WHAT OTHERS ARE SAYING
“Like quite a few of the Eastern bloc countries, Romania churned out a number of horse operas in the Soviet era, closely based on their American counterparts and using the hilly landscape in similar ways,” writes Jay Weissberg in Variety. “Jude resurrects the genre with a far sharper edge, since his goal is to trace elements he derides in contemporary society to their 19th-century ancestors.
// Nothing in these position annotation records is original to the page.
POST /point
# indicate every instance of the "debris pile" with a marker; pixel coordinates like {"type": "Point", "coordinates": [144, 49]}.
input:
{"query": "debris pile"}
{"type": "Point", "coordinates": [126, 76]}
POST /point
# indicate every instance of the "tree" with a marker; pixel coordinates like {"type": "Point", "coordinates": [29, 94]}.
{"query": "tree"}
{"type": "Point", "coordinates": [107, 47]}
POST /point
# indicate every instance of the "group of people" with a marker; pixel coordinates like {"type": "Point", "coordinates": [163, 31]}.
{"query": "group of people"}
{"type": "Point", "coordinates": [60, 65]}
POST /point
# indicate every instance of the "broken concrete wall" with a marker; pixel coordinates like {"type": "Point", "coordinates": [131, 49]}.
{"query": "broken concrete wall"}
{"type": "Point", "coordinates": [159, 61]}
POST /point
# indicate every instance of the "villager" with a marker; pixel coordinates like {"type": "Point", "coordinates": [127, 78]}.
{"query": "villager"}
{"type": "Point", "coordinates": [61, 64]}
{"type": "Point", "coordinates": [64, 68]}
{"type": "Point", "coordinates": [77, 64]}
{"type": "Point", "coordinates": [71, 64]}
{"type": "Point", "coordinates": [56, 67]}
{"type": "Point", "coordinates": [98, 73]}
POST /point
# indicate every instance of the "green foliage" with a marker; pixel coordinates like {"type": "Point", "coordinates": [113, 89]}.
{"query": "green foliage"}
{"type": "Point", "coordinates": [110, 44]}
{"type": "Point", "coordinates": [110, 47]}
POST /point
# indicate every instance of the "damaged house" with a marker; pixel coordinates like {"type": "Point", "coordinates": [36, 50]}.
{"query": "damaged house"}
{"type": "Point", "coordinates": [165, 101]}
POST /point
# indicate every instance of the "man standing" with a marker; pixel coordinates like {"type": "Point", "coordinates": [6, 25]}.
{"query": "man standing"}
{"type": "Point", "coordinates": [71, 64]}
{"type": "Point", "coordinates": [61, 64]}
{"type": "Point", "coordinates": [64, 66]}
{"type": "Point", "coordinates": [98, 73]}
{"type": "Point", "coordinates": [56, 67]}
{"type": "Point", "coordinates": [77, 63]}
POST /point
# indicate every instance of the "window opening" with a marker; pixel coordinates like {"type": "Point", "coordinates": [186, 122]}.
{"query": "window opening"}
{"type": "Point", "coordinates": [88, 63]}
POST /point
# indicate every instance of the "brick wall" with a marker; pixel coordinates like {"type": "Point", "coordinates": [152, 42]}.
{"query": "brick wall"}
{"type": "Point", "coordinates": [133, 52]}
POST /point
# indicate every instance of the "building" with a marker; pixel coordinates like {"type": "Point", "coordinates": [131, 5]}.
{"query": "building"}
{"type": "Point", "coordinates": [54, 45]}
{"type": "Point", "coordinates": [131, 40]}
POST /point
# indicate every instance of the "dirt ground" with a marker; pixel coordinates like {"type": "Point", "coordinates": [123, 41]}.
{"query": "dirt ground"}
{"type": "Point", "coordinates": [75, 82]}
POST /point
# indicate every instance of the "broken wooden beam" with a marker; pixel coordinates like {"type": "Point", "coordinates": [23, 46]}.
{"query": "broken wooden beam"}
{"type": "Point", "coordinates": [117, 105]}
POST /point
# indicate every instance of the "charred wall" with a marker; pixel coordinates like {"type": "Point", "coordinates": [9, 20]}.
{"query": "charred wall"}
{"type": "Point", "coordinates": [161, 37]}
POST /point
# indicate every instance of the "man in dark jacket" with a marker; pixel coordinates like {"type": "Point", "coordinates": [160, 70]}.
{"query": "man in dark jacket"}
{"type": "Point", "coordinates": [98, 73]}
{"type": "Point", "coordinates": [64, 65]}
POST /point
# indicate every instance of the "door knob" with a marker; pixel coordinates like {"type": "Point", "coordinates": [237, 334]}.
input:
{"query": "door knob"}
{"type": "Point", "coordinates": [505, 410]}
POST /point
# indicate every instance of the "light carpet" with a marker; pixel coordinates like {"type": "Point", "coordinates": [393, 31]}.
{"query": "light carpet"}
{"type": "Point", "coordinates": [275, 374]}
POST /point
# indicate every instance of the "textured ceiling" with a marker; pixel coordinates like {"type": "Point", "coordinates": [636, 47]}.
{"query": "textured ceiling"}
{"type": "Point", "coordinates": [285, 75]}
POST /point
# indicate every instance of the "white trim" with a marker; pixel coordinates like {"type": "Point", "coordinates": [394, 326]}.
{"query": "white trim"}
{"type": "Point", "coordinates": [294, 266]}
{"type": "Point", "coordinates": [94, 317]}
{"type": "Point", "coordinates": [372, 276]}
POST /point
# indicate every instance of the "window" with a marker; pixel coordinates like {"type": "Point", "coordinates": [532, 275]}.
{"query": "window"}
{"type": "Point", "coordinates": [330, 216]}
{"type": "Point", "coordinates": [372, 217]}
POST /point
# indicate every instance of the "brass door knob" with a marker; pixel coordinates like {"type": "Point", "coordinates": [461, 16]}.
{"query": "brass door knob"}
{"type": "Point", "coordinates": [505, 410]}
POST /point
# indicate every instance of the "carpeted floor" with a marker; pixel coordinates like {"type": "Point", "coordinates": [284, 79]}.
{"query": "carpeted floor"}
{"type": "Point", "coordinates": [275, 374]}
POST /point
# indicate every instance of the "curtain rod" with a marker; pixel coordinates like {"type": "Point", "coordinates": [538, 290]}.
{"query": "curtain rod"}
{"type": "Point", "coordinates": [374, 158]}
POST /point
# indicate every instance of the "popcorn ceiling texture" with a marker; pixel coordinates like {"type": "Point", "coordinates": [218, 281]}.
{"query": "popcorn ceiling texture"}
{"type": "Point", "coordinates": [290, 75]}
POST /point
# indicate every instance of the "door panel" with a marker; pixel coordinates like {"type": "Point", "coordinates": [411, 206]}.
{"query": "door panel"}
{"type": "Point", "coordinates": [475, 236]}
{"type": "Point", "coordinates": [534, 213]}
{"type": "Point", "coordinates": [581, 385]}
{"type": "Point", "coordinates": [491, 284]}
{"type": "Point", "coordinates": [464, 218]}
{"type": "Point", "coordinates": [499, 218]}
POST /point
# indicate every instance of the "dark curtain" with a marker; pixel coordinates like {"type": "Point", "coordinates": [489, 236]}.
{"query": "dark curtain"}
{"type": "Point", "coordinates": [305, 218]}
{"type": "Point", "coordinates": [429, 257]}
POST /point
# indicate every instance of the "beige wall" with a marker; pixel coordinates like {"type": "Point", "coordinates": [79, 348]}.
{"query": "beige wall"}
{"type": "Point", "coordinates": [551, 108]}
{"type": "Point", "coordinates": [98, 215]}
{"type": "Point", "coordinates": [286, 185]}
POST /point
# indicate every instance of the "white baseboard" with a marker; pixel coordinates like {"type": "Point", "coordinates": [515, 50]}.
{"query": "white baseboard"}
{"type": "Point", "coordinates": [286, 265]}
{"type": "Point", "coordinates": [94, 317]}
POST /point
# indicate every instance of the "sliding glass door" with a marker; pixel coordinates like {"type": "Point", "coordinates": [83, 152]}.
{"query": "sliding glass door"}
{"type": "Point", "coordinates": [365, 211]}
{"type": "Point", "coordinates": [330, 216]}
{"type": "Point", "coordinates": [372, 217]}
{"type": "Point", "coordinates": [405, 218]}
With his shockingly obscene mouth, blithe bullying and tendency toward self-pity, the constable could easily be a character in either The Happiest Girl in the World or Everybody in Our Family.”
Update: “Contemporary anti-Roma racism in Eastern Europe has inspired a crop of powerful movies in recent years,” notes Stephen Dalton in the Hollywood Reporter. “But Aferim! digs deeper into the historical roots of this timely subject as Jude and his co-writer, novelist Florin Lazarescu, draw on real accounts of gypsy slavery for inspiration. Crucially, they also manage to make this grim topic both funny and personal, not a dour social-realist sermon.”
Writing at RogerEbert.com, Michael Pattison notes that “the Romany population still faces terrible social prejudices today that are further enabled by political castigation, in Romania and throughout Europe. But what I do think Aferim! does very well is to undercut the highly conservative values upheld by the propertied classes in the film. ‘The world will stay on as it is. You can’t change it, try as you might.’ Try as we did and try as we might! This—whose cinematography, by the way, somehow possesses a vibrant color despite the whole thing being in black-and-white—is a profitable departure for Romanian filmmakers in its turn to a point in that nation’s history more remote than its recent past. History never did end.”
Updates, 2/21: “So intricately textured, well observed and meticulously researched are the incidents,” writes Sight & Sound editor Nick James, “that the film seems to combine the best pleasures of historical romp, road movie and western…. Everything is authentic in feel and look but it’s never presented as chocolate-box spectacle.”
BFI programmer Geoff Andrew: “An extraordinarily vivid recreation of the past, with a credibly archaic (and frequently very funny) script illuminating the beliefs, ideas, values and aspirations of the time, it depicts how the rich and powerful of the Ottoman Empire treated the poor and disenfranchised with appalling cruelty and violence—and hints, in passing, at how little, appearances notwithstanding, may have changed in the world at large.”
“The current of informed anger, directed at those who stand by while injustice and bigotry flourish, is unmistakable and turns the whole film into a kind of clever folk fable-cum-protest song,” writes Jessica Kiang at the Playlist. “But really, what makes Aferim! such a unique cinephile experience is that you get to say, truthfully, that you’ve seen a black and white, period Romanian art-house movie that intelligently dissects and contextualizes the historical roots of racism, and no one need ever know you’ve just had a blast.”